The main part is just mapping from state to view, switching over the APIData enum. I really like this style of code, as it can ensure that we deal with each case and if we ever make changes we deal with the new cases.

UpdatesList.swift:

import Tokamak

let basicStyle = Style(Edges.equal(to: .safeArea, inset: 20))

struct UpdatesList: LeafComponent {
    struct Props: Equatable {
        static func == (lhs: UpdatesList.Props, rhs: UpdatesList.Props) -> Bool {
            return lhs.uuid == rhs.uuid
        }
        
        let uuid = UUID().uuidString
        let setTitleFor: (APIData) -> Void
        let showDetail: (Update) -> Void
    }
    
    static func render(props: Props, hooks: Hooks) -> AnyNode {
        let state = hooks.state(APIData.notAsked)
        hooks.effect {
            API.refreshData { newState in
                state.set(newState)
                props.setTitleFor(newState)
            }
        }
        
        switch state.value {
        case .notAsked:
            return Label.node(.init(
                basicStyle,
                alignment: .center,
                text: "Not Asked"
                ))
        case .error(let message):
            return Label.node(.init(
                basicStyle,
                alignment: .center,
                text: message
                ))
        case .loading:
            return Label.node(.init(
                basicStyle,
                alignment: .center,
                text: "Loading"
                ))
        case .loaded(let data):
            return StackView.node(.init(
                Edges.equal(to: .parent),
                axis: .vertical,
                distribution: .fillEqually), [ 
                    List.node(List.Props(
                        model: data, 
                        onSelect: Handler { idx in 
                            props.showDetail(data[idx.item]) 
                        }
                    ))
                ]
            )
        }
    }
}

You can see the full code at my Tokamak example repo.
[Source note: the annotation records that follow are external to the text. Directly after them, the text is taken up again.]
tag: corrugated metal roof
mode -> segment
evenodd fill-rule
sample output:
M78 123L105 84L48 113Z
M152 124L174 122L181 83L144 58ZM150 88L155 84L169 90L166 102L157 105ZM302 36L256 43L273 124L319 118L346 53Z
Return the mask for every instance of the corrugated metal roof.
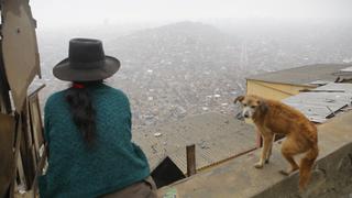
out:
M254 76L249 76L246 79L261 80L277 84L289 85L311 85L317 86L315 81L334 82L340 78L352 78L352 73L341 72L351 64L317 64L284 69L272 73L264 73Z
M162 133L154 136L154 133ZM196 144L197 169L255 146L254 127L233 116L206 113L133 133L133 141L145 152L154 168L166 155L187 172L186 145Z
M343 107L352 102L352 84L327 84L299 95L286 98L284 103L301 111L309 120L327 121Z

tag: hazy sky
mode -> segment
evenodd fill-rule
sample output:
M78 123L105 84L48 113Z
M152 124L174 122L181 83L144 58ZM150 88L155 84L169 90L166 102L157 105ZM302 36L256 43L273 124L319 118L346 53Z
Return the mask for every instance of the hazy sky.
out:
M352 18L352 0L31 0L38 25L222 18Z

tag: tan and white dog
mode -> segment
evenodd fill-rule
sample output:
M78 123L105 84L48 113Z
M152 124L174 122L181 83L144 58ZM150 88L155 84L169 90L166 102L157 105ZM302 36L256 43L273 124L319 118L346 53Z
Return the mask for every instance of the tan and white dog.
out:
M318 156L317 128L298 110L276 100L268 100L257 96L240 96L234 103L241 102L244 118L252 119L263 138L263 148L256 168L268 163L275 134L285 134L282 154L290 164L288 175L299 169L299 189L302 190L311 175L311 167ZM299 166L294 160L297 154L306 153Z

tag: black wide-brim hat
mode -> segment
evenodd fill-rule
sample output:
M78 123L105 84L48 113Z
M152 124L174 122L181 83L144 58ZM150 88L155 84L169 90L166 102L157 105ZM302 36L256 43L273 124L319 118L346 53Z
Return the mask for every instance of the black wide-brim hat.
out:
M68 57L55 65L53 74L66 81L95 81L111 77L119 68L119 59L105 55L101 41L73 38Z

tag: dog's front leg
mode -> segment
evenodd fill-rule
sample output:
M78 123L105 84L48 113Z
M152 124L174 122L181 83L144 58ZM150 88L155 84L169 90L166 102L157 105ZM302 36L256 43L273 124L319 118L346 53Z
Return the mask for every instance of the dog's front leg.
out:
M254 167L256 168L262 168L264 166L264 162L266 161L271 146L273 145L272 144L273 138L274 138L273 134L265 134L265 136L264 135L262 136L263 136L263 148L262 148L260 162L254 165Z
I actually didn't use Tokamak for the detail view as WKWebViews aren't wrapped (yet). It is worth noting how little code is required to connect the component to the view controller: by subclassing TokamakViewController all we need to do is implement an override var node: AnyNode.

Thoughts

I really like the Tokamak library. It has a beautiful declarative API and remarkably brings in features that have just been released in React. It is still only on version 0.1 but a lot of components are in place. The documentation is limited, but there are a decent number of examples. Some of the errors from the Swift compiler aren't great but that is mostly a Swift compiler fault.
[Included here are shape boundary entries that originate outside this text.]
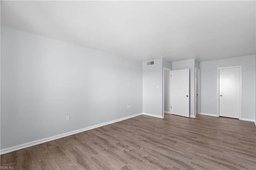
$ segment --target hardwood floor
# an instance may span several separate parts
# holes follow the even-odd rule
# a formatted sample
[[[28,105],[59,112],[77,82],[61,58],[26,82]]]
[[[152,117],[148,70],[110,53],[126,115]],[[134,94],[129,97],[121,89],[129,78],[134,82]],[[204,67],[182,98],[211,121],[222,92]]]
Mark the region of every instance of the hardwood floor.
[[[141,115],[1,155],[15,169],[256,169],[252,122]]]

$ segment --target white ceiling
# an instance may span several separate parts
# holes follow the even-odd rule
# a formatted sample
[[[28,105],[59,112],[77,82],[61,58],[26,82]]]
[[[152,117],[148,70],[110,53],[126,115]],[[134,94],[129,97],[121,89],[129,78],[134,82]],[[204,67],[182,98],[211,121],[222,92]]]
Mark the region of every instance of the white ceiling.
[[[140,61],[255,54],[255,1],[1,1],[1,25]]]

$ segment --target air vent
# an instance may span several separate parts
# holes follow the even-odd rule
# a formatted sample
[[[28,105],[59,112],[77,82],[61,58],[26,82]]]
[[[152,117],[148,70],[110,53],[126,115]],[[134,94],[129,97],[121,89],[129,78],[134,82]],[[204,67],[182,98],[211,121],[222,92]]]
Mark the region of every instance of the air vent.
[[[152,65],[152,64],[154,64],[154,61],[148,61],[147,63],[147,65]]]

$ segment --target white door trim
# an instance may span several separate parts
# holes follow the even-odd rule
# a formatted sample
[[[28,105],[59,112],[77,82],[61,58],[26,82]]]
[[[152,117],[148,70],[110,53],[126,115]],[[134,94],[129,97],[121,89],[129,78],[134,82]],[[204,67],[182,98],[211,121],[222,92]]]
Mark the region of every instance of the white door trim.
[[[163,88],[162,88],[163,90],[162,90],[162,96],[163,97],[163,103],[162,103],[162,109],[163,109],[163,113],[162,113],[162,116],[163,117],[163,118],[164,118],[164,70],[168,70],[170,71],[170,76],[171,76],[171,73],[170,73],[170,71],[172,71],[172,69],[169,69],[168,68],[166,68],[166,67],[163,67]],[[170,88],[170,86],[171,86],[171,85],[170,84],[169,85],[169,88]],[[171,93],[171,91],[170,90],[169,91],[170,92],[170,93]],[[171,105],[171,96],[170,96],[170,95],[169,95],[170,96],[170,105]]]
[[[242,66],[238,65],[231,67],[225,67],[217,68],[217,116],[220,117],[220,92],[219,92],[219,80],[220,80],[220,70],[223,69],[229,69],[232,68],[239,68],[240,71],[240,90],[239,99],[239,120],[242,119]]]
[[[198,83],[199,84],[198,85],[198,89],[199,89],[199,91],[198,91],[198,96],[197,97],[197,102],[198,102],[198,108],[197,108],[197,110],[198,110],[198,113],[200,113],[200,69],[196,68],[196,67],[195,67],[195,91],[194,91],[194,93],[195,93],[195,117],[196,117],[196,72],[197,71],[199,71],[199,75],[198,75],[198,77],[197,77],[196,79],[198,79],[199,80],[199,83]]]

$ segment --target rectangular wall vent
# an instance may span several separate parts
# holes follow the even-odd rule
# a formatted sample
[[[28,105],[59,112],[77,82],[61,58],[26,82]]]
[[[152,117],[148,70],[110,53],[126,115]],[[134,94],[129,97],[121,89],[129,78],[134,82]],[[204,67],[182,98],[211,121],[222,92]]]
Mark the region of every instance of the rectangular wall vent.
[[[152,64],[154,64],[154,61],[148,61],[147,63],[147,65],[152,65]]]

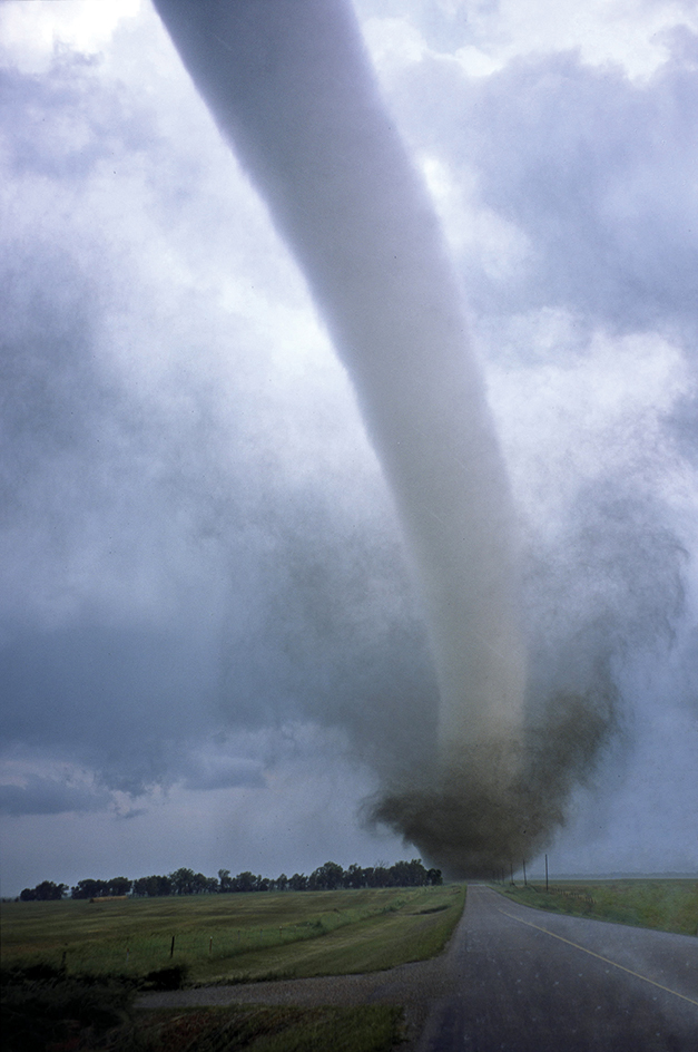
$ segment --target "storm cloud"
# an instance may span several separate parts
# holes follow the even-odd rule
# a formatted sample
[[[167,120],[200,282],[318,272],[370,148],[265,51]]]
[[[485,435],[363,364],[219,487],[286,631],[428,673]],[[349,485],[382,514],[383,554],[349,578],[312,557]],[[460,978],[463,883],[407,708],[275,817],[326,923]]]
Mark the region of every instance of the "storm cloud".
[[[24,6],[4,7],[4,879],[88,875],[58,846],[35,871],[17,825],[63,805],[102,816],[105,859],[107,816],[142,809],[119,827],[136,859],[167,799],[186,821],[187,792],[217,829],[244,798],[268,837],[275,779],[309,829],[333,764],[351,815],[434,748],[438,688],[348,380],[155,12],[37,57],[8,21]],[[505,6],[357,8],[469,304],[533,693],[596,690],[601,717],[612,698],[552,849],[568,868],[592,849],[606,868],[695,867],[696,27],[667,22],[639,75],[588,41],[498,53]],[[49,759],[68,773],[43,777]],[[275,857],[246,836],[239,868]],[[215,870],[213,854],[173,866]],[[296,857],[278,868],[322,861]]]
I would really love to see Apple burn their legacy UI frameworks to the ground(!) and try to start afresh in order to catch up with Facebook (React/React Native) and Google (Flutter). That seems extraordinarily unlikely, but they could certainly build the new cross platform React-ish framework that we hoped Marzipan might be. Or at least put in place the foundations such that community efforts like Tokamak could really succeed.

Alternatives

Square's Blueprint might also be worth a look. From a major company and is apparently used in their actual App.

All of the other projects I found seemed to not have been updated to Swift 4.2 (and in some cases not for a very long time), confirming their experimental appearance.